James Robert Baker, a naturalized US citizen from Tehran, Iran, who worked as a civilian engineer for the US Navy for 30 years has been indicted on charges of lying about his dual Iranian citizenship and creating false identities to conceal money he received from overseas, but experts say he won’t face more than 5 years in prison, according to the Navy Times.
Baker, who was born Majid Karimi, naturalized and changed his name in 1985 and began working at the Naval Surface Warfare Center before moving to NAVSEA in 2006.
During this time he received security clearances and had access to classified information.
The federal government indicted Baker on or around February 4, on 14 counts on charges including lying on his SF-86 security clearance questionnaire, committing identification documents fraud, and social security fraud.
According to the indictment, the Navy told Baker a few days after the September 11, 2001 attacks that he could not maintain his security clearance while holding an Iranian Passport, and that he would need to prove that he had given up the passport before his security clearance could be reinstated.
Six days later, Baker flew to Iran. A month later, the Navy learned of Baker’s trip to Iran and suspended his clearance. Baker challenged the suspension, saying he had returned the passport to Iran, and had is clearance reinstated in 2002.
However, In July of this year, authorities searched Baker’s home in Springfield, Virginia., and discovered a Maryland driver’s licence under the name Majid Karimi, and the key to a safe-deposit box located at a bank in nearby Vienna, Virginia.
When the agents went to search the safe-deposit box in Vienna, Baker reportedly stormed in demanding access to his safe-deposit box, which was refused to him as agents carried out the warrant.
Once opened, agents found three Iranian passports under the name Majid Karimi with Baker’s picture on them, including the one he claimed to have given up.
Agents also discovered four social security cards and five drivers licenses under his various aliases with addresses in different states.
The alternate identities are especially intriguing as prosecutors allege that Baker received large amounts of money from overseas accounts, and spread them across his different identities.
The implications of a civilian working in the Navy with a high security clearance are troubling, but the fact that the indictment was public indicates that the prosecution is unlikely to bring espionage charges against Baker.
“It’s probably frustrating for the prosecutor,” Bill Cowden, a former prosecutor who is now a defence attorney with the Federal Practice Group in Washington, D.C. told the Navy times.
“They probably think there’s something more going on here, he’s got money coming in from overseas and probably don’t know what the source of it is and haven’t been able to get as far into it as they’d like.
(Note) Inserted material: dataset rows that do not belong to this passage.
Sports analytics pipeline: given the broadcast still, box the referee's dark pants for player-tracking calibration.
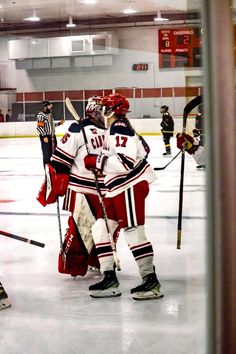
[39,134,57,168]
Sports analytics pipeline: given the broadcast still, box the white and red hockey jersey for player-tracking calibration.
[51,118,106,195]
[102,120,156,197]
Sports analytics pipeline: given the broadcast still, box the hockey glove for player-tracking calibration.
[84,153,108,172]
[176,133,195,153]
[37,164,69,206]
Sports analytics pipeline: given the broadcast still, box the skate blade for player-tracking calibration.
[88,266,100,272]
[0,298,11,310]
[132,291,164,301]
[90,288,122,298]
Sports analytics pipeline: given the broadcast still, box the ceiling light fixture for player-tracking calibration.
[123,0,137,15]
[154,10,169,22]
[123,8,137,14]
[83,0,97,4]
[66,16,76,28]
[23,9,40,22]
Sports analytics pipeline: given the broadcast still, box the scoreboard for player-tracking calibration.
[158,27,202,68]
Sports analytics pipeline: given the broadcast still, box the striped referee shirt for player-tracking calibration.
[36,111,60,136]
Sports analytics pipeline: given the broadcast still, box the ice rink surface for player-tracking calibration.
[0,135,206,354]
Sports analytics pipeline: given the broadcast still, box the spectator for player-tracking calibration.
[0,109,5,122]
[6,109,12,122]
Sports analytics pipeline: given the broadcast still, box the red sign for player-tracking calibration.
[158,27,202,68]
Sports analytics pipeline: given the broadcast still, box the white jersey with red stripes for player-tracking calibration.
[51,118,106,195]
[102,119,156,197]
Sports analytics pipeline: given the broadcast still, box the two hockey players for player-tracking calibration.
[37,94,163,301]
[84,93,163,300]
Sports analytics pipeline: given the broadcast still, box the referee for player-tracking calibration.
[36,100,65,168]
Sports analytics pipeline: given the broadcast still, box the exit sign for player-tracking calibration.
[132,63,149,71]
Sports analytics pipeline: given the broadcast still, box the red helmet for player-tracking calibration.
[100,93,130,117]
[85,96,102,120]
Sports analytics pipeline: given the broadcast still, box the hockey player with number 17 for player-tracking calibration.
[84,93,164,300]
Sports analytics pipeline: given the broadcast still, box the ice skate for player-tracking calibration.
[0,285,11,310]
[163,151,171,156]
[89,270,121,298]
[88,266,100,272]
[131,272,164,300]
[0,297,11,310]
Or they have run it to ground and they think he’s a social security and tax fraud,” Cowden continued.
The breach of security profiles caused by Baker’s deception echoes similar cases of indiscretion like Hillary Clinton’s use of a private server to store her emails during her time as Secretary of State.
“He shouldn’t have a security clearance, no questions about it,” Cowden said of Baker to the Navy Times.
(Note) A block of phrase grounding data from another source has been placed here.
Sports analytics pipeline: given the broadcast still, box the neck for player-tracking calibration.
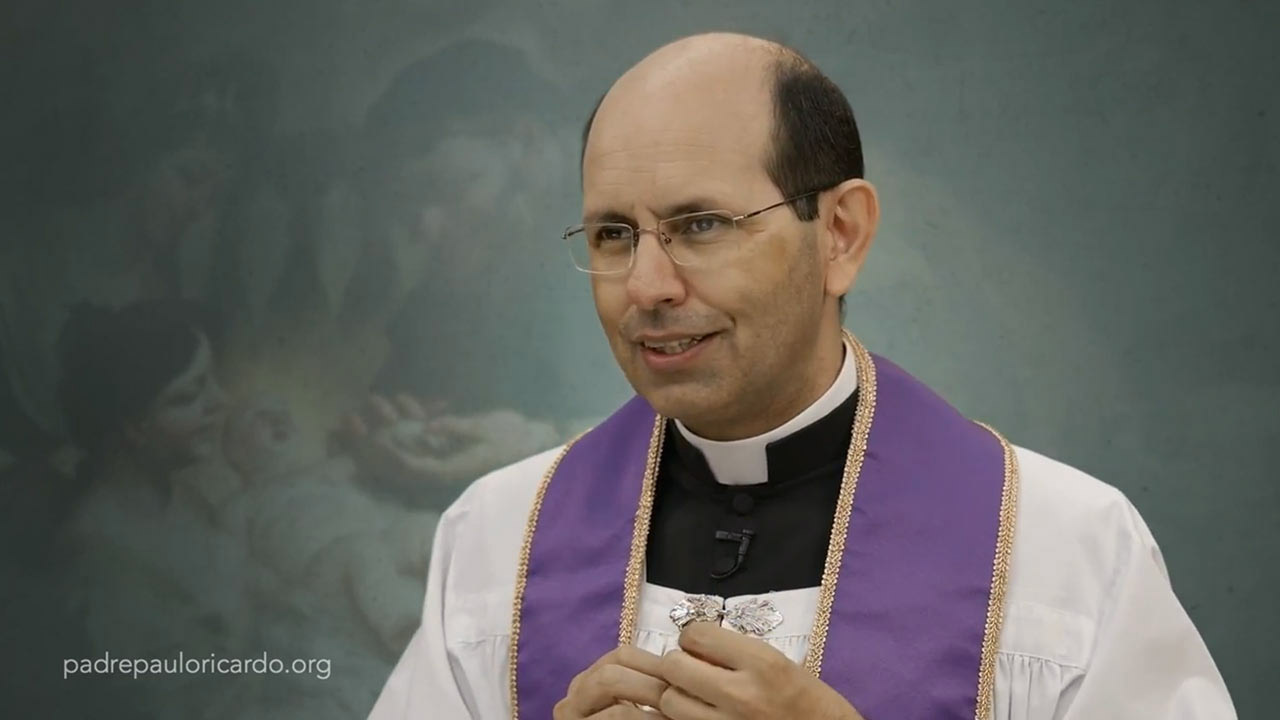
[673,330,856,486]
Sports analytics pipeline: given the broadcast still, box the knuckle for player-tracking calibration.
[611,645,634,665]
[755,646,793,677]
[659,685,682,713]
[594,662,626,690]
[743,682,770,711]
[614,645,641,665]
[657,649,681,676]
[725,676,763,713]
[678,622,711,651]
[566,668,593,699]
[596,705,633,719]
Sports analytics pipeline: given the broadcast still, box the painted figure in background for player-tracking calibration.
[54,300,251,718]
[47,299,448,717]
[0,37,580,718]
“This is just another example of what’s causing a lot of people to question whose dropping the ball on security clearances. You have leaks of government information, you have people accessing personnel records and you have this. It just doesn’t give you a lot of confidence that the government is doing a good job of vetting people.”
Baker has been suspended from his job at NAVSEA pending the results of the prosecution.